The cases—EEOC v. Founders Pavilion, Inc. and EEOC v. Fabricut Inc.—challenge the defendant employers’ practices of requiring employees to answer questions about their family medical histories in conjunction with pre-employment examinations. In both cases, the employers required employees to submit to pre-employment medical examinations that included inquiries about family medical history—the results of which were given to the employers for consideration in the employment process. In fact, Founders Pavilion required this information in conjunction with its employees’ return-to-work and annual medical examinations.

Fabricut, which the EEOC filed on behalf of one individual, settled for $50,000.00 and injunctive relief within days of its filing. Founders Pavilion, on the other hand, is the EEOC’s first class lawsuit under GINA and has not been subject to any substantive rulings, given its recent filing.
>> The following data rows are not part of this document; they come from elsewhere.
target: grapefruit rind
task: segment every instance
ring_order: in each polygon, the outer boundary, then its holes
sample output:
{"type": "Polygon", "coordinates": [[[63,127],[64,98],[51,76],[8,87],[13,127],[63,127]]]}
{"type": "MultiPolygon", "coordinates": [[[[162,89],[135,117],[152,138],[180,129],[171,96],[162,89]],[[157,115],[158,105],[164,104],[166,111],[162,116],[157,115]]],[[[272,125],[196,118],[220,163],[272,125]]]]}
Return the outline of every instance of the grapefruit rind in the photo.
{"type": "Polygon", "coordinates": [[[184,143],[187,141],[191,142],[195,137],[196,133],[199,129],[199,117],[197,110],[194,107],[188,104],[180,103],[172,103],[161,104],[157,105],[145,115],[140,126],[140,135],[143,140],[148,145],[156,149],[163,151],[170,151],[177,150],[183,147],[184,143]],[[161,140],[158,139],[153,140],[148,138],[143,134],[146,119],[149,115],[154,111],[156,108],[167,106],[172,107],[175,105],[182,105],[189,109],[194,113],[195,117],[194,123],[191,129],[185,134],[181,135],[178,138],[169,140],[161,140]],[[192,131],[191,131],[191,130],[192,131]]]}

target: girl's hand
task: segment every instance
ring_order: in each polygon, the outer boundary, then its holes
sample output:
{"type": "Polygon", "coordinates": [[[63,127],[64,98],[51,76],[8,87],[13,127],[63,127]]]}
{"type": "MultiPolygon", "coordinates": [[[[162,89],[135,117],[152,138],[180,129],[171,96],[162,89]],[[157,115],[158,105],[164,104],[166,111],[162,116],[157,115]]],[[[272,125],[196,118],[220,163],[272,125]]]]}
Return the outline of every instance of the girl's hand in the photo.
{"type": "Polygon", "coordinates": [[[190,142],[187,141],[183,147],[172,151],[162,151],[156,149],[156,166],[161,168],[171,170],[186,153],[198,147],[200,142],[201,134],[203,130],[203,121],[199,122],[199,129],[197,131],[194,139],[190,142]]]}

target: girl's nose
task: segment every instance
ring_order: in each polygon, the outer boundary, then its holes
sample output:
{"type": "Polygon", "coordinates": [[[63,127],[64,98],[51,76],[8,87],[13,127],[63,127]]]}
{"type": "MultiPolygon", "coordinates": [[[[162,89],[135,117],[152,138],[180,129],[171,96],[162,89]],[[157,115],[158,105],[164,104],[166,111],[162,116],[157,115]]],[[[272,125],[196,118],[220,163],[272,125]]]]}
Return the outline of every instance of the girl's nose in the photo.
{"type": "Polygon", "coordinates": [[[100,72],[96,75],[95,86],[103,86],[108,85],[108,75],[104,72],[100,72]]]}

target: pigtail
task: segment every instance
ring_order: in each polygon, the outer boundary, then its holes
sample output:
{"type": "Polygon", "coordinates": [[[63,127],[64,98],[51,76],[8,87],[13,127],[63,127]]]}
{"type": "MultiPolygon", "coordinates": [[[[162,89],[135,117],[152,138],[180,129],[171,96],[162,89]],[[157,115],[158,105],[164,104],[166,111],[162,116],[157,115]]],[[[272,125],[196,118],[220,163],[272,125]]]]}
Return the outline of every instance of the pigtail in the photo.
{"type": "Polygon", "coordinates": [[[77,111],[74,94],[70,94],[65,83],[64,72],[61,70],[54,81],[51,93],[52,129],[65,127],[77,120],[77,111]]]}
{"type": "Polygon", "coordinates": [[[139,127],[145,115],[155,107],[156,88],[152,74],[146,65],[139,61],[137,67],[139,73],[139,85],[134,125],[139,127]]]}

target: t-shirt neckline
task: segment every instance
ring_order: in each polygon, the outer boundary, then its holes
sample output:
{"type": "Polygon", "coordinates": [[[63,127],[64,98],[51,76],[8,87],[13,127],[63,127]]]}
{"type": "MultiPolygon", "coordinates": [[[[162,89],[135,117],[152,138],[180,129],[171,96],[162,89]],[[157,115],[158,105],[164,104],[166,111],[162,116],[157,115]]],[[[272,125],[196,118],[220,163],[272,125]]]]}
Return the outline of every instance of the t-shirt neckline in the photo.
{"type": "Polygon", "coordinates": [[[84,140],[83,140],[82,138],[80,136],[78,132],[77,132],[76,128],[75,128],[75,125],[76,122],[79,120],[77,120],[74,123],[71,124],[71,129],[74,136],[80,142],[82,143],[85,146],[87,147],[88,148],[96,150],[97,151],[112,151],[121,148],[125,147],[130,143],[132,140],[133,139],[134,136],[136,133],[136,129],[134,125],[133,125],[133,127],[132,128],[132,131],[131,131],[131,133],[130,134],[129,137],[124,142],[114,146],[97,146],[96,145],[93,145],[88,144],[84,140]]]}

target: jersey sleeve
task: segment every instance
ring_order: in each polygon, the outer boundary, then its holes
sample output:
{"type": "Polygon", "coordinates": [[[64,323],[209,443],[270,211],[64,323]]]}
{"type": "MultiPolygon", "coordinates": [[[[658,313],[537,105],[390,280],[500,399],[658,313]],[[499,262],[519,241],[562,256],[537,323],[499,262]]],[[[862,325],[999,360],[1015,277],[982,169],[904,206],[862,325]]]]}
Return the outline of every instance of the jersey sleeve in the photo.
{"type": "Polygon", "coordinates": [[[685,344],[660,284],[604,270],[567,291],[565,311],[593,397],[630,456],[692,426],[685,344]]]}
That being said, GINA is particularly clear on what is prohibited conduct under the Act.

Not surprisingly, GINA prohibits discrimination and harassment due to a person’s genetic information. (Genetic information includes family medical history and various information related to genetic testing.) Also not surprising is that GINA prohibits employers from retaliating against employees who file charges of discrimination or otherwise oppose discrimination based on genetic information.

What may be surprising, however, is that GINA prohibits employers from even acquiring genetic information about their employees. In other words, except under limited circumstances, employers should not receive reports from employees’ physicians that contain genetic information.

The Act does provide for some exceptions, such as certification for Family and Medical Leave Act (“FMLA”) leave to care for a family member and voluntary wellness programs (provided that certain conditions are met). Perhaps most importantly, overhearing an employee talking about a family member’s illness will not subject the employer to liability (unless, of course, the employer discriminates against or harasses the employee based on that information).

The bottom line: if pre-employment, return-to-work or annual medical examinations are part and parcel of your employment practices, limit the information that you receive from the physicians. At the end of the day, the employer need only know one thing—whether an employee is fit for duty. The rest should stay locked in the physician’s files.